André's Travel Log
January 2010: Part 2, Castilla y Leon and Asturias
Continuing on from Galicia...
A stop over here on the way to Asturias has all of us very confused. What is happening with this area? After coming out of Ribeira Sacra the landscape is just no match. But are the wines able to make up for this difference? We visit two estates and I am left with the feeling that there is a lot of work needed to revitalize this denomination.
Many years of abusive oak and extractions because of outside influences (i.e. famous winemaking personalities) has smothered the identity of the wine here. Are these wines really the equivalent of Spain’s Beaujolais? Do they need to aspire for more? That is really the question.
The two properties that we visited both put together good offerings of fairly straight forward fruit driven wines but they lack inspiration right now. Maybe with bottle age one will reach a purity that we found in Ribeira Sacra. On to apple country...
We travel north to the outreaches of the Iberian Peninsula to visit an old traditional sidrereria. Trabanco was an amazing discovery and I have everyone in tow for an experience whose outcome is unknown. Will everyone get into cider and will the landscape, the people, and the tradition live up to my expectations? The answer is a resounding yes.
We meet at the cider house and start the tour. As soon as we go down to the guts of the operation there are loud gasps when the group discovers chestnut barrels that can hold over 40,000 liters and the wooden presses from the turn of last century. This operation hasn’t changed in one hundred years. And the cider is fantastic, juicy and one begs for more. At dinner fresh caught fish and large bone-in steaks (aged a minimum of 4 weeks at the cider house) do the trick. Then the surprise is revealed as Jose Manuel of Trabanco starts pouring Poma Aurea.
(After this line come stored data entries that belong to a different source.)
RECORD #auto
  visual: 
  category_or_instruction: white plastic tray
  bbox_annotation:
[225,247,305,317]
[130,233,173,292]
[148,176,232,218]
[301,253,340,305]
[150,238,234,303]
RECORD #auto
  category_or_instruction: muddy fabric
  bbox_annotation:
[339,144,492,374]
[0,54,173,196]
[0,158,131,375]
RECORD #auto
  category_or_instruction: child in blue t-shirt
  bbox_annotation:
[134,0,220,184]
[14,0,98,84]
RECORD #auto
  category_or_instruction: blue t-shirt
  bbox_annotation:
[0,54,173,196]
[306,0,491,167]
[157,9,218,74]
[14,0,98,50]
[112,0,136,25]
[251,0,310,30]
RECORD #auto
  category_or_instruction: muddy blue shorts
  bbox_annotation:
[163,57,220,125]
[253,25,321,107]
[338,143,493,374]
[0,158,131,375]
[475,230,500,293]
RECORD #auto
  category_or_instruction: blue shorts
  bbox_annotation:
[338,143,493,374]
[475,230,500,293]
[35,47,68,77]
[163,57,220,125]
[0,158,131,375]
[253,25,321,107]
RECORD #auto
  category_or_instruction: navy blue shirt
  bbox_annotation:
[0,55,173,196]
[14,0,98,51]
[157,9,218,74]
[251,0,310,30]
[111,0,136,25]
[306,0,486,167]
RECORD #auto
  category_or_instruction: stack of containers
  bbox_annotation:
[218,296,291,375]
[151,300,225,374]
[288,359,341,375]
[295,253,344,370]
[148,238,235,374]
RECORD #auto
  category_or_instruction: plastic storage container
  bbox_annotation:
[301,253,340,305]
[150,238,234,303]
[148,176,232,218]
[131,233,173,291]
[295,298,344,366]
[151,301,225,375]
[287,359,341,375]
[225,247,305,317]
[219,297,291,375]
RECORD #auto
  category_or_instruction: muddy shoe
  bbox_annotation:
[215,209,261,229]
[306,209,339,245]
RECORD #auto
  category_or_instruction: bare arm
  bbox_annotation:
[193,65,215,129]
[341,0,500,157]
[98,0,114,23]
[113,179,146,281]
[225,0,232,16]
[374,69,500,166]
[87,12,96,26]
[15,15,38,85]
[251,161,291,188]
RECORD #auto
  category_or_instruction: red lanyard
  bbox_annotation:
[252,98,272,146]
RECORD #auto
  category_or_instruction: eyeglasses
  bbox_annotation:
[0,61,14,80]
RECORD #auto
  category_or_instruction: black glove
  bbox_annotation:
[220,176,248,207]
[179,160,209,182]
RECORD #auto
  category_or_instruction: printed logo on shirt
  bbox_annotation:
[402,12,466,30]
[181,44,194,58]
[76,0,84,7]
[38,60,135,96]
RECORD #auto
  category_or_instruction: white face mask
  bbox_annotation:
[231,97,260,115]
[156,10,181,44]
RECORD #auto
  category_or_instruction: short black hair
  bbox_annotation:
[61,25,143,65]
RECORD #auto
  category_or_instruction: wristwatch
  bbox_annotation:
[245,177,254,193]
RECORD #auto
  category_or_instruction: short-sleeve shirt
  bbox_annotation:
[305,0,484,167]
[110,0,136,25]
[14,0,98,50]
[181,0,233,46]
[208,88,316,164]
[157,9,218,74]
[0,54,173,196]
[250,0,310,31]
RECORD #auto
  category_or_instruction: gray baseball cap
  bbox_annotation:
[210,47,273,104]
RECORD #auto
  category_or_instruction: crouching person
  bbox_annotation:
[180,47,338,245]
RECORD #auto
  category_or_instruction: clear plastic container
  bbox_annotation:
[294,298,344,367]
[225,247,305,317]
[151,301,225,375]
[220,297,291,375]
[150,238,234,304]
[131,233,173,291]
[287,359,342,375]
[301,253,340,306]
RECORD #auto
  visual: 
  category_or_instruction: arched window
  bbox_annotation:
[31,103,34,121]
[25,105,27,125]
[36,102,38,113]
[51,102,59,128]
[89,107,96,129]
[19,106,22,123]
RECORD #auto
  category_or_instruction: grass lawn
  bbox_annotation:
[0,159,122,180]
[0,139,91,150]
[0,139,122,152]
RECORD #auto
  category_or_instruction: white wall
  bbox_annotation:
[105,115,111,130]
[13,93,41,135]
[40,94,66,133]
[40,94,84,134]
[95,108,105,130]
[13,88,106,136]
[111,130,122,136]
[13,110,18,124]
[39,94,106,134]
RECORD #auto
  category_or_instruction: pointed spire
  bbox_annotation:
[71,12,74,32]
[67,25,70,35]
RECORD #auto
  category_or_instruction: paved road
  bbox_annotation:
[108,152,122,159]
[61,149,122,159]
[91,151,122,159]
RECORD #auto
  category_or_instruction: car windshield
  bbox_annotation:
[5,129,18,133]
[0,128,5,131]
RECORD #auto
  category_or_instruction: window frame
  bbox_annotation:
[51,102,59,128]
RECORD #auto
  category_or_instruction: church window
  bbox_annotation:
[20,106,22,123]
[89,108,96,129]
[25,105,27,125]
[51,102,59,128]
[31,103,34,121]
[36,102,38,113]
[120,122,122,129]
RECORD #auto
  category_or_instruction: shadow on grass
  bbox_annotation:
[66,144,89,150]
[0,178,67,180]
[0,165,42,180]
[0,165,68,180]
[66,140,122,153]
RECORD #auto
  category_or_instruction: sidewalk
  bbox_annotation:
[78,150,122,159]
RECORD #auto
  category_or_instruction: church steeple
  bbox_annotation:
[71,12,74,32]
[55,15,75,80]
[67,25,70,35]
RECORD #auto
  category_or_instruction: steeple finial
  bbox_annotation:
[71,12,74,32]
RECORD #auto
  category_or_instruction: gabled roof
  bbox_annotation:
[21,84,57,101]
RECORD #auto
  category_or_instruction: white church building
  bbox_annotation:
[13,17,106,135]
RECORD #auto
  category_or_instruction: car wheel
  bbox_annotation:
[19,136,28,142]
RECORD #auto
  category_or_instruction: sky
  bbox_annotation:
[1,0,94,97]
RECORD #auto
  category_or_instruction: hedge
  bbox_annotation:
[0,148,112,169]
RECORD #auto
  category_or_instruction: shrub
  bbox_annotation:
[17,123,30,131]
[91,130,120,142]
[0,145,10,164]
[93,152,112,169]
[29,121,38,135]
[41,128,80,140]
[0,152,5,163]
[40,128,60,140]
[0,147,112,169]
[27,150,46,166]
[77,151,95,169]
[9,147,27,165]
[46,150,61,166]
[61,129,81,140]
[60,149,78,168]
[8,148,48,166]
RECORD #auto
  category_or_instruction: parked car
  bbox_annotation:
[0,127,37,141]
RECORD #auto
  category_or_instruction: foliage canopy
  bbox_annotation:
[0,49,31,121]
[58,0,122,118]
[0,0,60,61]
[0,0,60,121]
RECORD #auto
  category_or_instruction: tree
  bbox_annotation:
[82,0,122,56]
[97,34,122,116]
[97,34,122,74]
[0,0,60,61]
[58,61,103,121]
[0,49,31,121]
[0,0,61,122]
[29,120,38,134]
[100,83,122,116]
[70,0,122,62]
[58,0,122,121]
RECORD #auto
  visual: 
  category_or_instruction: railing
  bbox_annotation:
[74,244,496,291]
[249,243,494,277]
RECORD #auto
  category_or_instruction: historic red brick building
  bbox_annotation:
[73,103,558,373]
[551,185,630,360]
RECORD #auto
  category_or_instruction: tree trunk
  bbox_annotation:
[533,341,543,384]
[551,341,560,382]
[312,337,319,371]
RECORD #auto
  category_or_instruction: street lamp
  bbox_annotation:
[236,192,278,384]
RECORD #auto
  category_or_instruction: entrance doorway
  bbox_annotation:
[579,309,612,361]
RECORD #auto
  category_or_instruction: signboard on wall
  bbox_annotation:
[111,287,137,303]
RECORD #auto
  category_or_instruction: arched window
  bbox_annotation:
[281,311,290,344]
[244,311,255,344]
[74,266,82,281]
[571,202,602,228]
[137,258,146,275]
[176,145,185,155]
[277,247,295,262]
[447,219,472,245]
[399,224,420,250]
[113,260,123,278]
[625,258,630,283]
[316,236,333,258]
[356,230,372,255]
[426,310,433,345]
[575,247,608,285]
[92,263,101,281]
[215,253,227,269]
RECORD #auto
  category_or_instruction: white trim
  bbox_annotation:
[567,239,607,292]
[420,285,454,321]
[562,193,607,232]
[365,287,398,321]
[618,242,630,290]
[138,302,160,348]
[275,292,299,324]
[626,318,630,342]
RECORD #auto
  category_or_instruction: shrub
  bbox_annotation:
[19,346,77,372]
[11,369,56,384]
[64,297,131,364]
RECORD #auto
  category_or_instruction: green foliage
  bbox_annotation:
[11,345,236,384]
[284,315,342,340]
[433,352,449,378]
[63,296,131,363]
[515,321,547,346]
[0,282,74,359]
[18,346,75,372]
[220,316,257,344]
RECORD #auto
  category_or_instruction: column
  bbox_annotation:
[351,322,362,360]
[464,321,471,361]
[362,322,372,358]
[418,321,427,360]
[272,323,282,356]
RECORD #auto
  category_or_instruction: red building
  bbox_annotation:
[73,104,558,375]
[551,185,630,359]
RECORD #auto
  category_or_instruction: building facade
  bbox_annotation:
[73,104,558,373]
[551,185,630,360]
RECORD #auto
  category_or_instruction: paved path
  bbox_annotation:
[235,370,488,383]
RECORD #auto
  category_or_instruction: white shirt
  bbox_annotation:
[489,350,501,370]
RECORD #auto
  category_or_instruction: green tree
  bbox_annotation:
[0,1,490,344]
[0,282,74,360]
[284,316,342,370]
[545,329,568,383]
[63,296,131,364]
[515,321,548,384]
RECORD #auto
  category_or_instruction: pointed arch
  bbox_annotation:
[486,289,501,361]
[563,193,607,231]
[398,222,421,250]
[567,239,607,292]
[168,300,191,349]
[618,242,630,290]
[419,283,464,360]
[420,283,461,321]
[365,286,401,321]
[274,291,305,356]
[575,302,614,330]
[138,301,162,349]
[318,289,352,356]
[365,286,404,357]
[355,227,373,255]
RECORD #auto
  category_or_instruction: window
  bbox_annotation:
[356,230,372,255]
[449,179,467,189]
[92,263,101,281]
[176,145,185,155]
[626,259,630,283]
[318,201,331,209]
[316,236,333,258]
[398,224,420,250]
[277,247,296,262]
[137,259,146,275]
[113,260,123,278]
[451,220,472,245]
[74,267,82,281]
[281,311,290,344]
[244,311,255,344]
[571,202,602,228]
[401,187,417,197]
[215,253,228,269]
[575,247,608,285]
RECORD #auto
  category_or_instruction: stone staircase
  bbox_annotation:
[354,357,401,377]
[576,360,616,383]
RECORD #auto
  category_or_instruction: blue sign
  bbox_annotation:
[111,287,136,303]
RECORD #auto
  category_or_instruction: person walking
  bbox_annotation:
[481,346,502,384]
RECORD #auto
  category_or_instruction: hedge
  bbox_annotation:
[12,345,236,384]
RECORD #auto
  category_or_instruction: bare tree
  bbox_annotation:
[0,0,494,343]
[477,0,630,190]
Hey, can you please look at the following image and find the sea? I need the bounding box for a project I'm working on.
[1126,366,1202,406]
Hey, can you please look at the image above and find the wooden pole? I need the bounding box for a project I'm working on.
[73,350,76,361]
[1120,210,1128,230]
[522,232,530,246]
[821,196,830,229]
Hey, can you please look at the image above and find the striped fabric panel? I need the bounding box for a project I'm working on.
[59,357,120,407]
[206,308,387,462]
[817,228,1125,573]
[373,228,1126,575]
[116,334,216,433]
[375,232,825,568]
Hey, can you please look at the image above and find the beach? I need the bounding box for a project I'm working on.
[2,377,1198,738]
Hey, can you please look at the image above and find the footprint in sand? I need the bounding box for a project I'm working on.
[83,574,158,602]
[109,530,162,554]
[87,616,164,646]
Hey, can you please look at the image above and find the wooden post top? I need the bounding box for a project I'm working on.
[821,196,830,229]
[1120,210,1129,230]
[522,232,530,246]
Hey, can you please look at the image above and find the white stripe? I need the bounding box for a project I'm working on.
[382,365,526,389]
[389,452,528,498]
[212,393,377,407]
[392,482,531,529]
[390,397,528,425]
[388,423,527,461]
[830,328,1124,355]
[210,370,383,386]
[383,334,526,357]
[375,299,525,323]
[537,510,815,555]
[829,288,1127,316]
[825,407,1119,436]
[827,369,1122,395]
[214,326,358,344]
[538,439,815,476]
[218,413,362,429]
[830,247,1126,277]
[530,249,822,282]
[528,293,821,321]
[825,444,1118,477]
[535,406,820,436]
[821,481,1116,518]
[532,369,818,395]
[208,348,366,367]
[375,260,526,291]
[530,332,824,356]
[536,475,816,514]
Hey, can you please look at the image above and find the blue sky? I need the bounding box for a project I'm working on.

This méthode champenoise cider is a revelation and as well as revolutionary since no one in the area has ever made something quite like this. As it turns out this will be one of the highlights of the trip. The next day we sightsee, hang out in Gijon eating some tapas and drink more cider. This stuff is delicious and it is time it made it safely to our shores.
Antonio greets us warmly as they always do in Castilla y Leon, the birth place of Spain. We immediately hit the Tres Olmos, a bottling of 125 plus year old vines of Verdejo and it is a unique surprise to all because we have yet to introduce this wine outright as we awaited Antonio to investigate the sur lees aging that we both concurred would bring this wine to its rightful place as one of the top Ruedas.
Then the meal arrives: lechazo, and the only way they do it here, month old baby lamb roasted in an old wood-burning oven. This is the best meal for most folks and lucky for all we get to do this all over again the next day at Sastre. In the morning, on the way to Sastre, we go see Antonio’s old vines. They are as spectacular as always. Old, gnarly pre-phylloxera plantings that Antonio is rescuing one parcel at a time
Antonio is doing great stuff in a sea of mediocre commercial wines. He's one of the few winemakers in the region reaching for excellence while everyone else is in a race to the bottom.
What can be said about this incredible winery which operates at the highest level with incredible vineyards, the latest technological innovations all the while being down to earth and real. We are greeted by Jesus and his sister-in-law Isabel.
The winery is full of incredible equipment, all gravity fed with a crazy sorting table that only allows grapes to enter the presses if the are between six and eleven mm in diameter. But the little surprise of the trip is a cool little one thousand liter barrel on a frame that allows it to spin around three hundred and sixty five degrees allowing incredible pump overs like never seen before. But the best part of it is that this barrel is destined for the rebirth of the Gran Reserva program that Jesus put on hold after the 2001 vintage. Finally, after arguing over the years for a more classically styled wine aged in older barrels for extended time, Jesus hears me out. Of course we will have to wait until at least 2015 for the release of the wine. But not to worry I’ve made provisions and having bought all the stocks of 1995, 1996, 1999, 2001
At lunch we taste the vertical and the first decanter to empty is the 1995, ok people like this stuff! With lechazo we drink the modern wines which are broad shouldered and unapologetic. Although they are large they have striking acidity and high PH levels that allows them to handle their weight. Probably one of the most amazing wines of the trip is the Pesus 2006. This might sound odd coming from someone who favors a leaner more classically styled wine but this wine is majestic. It is far out, not heavy, and incredibly smooth. Must be what it would be like to ride in a Maybach or a Rolls. The plushest, most delicious ride, this is ridiculously good if almost outside the boundary of normal wine.